Além da urgência de uma trégua em Idlib, apelamos também para que a Rússia não bloqueie as decisões do Conselho de Segurança da ONU e não impeça a renovação de mecanismos que permitirão a chegada da tão necessária ajuda humanitária à região noroeste da Síria. No nordeste da Síria, o mecanismo que permitia a chegada de ajuda foi já encerrado e precisamos agora de encontrar uma alternativa à passagem por Al Yaroubiyah. Quem conseguirá agora garantir que o regime sírio por si só permitirá a chegada de ajuda aos que dela necessitam quando é o principal responsável pela situação em que se encontram?
É importante recordar que só um fim politicamente negociado para o conflito poderá garantir uma solução duradoura para a crise na Síria. A estabilização política não pode ter lugar sem que um processo político genuíno e irreversível seja posto em marcha. Com o foco na sua estratégia militar, o regime sírio tem procurado boicotar qualquer tipo de processo político inclusivo, através do bloqueio de todas as negociações constitucionais previstas em Genebra, sob a égide do Enviado Especial da ONU Geir Pedersen. Mas a reconquista que está em marcha é apenas ilusória e as mesmas causas produzirão os mesmos efeitos: radicalização, instabilidade na Síria e na Região, e exílio, num país em que mais de metade da população está já deslocada ou é refugiada. Temos de reconhecer os esforços tremendos a que os países vizinhos são forçados no acolhimento da população síria que é obrigada a fugir de sua casa.
Perante uma tragédia anunciada, os europeus estão também a assumir as suas responsabilidades. A União Europeia e os seus Estados Membros são os maiores doadores de ajuda humanitária para a população síria. Vamos expandir estes esforços coletivos para responder à crise que se desenvolve em Idlib.

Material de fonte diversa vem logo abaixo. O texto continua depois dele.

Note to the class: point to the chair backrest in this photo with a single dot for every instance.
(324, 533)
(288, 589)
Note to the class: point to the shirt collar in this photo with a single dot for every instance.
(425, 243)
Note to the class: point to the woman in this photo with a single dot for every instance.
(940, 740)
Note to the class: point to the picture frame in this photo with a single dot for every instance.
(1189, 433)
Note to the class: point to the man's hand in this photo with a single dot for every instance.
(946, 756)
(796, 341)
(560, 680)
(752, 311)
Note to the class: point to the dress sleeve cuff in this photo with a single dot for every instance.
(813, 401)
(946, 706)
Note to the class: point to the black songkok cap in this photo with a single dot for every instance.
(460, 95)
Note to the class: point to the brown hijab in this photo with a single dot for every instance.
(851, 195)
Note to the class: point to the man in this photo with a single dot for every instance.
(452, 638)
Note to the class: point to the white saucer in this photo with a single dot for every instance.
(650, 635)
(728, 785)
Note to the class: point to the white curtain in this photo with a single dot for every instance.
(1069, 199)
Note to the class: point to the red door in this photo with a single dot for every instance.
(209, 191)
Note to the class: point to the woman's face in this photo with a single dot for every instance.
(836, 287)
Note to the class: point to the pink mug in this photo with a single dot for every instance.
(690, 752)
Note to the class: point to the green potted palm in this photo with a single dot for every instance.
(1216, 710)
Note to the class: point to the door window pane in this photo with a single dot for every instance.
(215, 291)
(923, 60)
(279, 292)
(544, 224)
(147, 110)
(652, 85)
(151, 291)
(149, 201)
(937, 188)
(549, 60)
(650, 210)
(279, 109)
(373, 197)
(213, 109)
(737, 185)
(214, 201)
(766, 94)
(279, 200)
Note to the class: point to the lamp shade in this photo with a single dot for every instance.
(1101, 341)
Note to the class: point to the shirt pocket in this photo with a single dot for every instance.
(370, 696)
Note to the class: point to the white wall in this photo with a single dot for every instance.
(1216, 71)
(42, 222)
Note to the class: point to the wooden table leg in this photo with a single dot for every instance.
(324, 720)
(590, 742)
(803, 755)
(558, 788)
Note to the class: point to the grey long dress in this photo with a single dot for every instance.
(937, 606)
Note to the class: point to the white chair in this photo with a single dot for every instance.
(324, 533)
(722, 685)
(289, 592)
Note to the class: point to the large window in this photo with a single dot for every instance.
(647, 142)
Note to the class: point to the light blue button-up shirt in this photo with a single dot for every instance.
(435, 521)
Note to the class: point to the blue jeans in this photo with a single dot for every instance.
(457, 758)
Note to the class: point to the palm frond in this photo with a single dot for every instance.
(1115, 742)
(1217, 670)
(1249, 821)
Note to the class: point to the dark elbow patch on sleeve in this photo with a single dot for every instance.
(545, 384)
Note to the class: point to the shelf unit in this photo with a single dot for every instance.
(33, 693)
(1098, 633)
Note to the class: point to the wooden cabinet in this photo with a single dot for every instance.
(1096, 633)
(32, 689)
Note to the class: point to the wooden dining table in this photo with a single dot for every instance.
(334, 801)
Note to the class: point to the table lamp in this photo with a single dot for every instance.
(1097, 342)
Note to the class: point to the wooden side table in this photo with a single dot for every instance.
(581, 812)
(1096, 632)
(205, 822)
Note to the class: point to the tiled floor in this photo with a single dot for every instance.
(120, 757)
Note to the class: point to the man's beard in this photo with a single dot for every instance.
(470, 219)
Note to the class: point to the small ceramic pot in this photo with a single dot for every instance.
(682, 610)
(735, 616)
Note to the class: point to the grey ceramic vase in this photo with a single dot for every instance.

A Europa continua a pressionar o regime para que se comprometa genuinamente com o processo político. A 17 de fevereiro, adotámos um novo pacote de sanções dirigidas, de forma individual, a empresários sírios que estão a sustentar o esforço de guerra levado a cabo pelo regime e que dele beneficiam.
Entendemos que é ainda nossa responsabilidade combater a impunidade naquilo que aos crimes cometidos na Síria diz respeito. É uma questão de princípio e de justiça. É também condição necessária para uma paz sustentável, numa sociedade que foi destruída por quase dez anos de conflito. Continuaremos a apoiar os mecanismos de combate à impunidade que foram estabelecidos pela ONU, que procuram garantir a recolha de provas que serão fundamentais na preparação dos processos contra os responsáveis pelos crimes mais sérios: a Comissão de Inquérito para a República Árabe da Síria e o Mecanismo Internacional, Imparcial e Independente. Continuaremos também a trabalhar no sentido de remeter casos para o Tribunal Penal Internacional. Reiteramos o nosso compromisso, incluindo no âmbito das jurisdições nacionais, para garantir que os crimes cometidos na Síria não ficarão impunes. Esses crimes incluíram o uso de armas químicas, violando as normas mais fundamentais do Direito Internacional. Precisamos de determinar responsabilidades e de justiça. Precisamos também de transparência sobre o que aconteceu aos muitos prisioneiros e pessoas desaparecidas.
Texto de opinião dos ministros dos Negócios Estrangeiros de França, Alemanha, Itália, Espanha, Bélgica, Holanda, Estónia, Polónia, Suécia, Dinamarca, Finlândia, Irlanda e Portugal.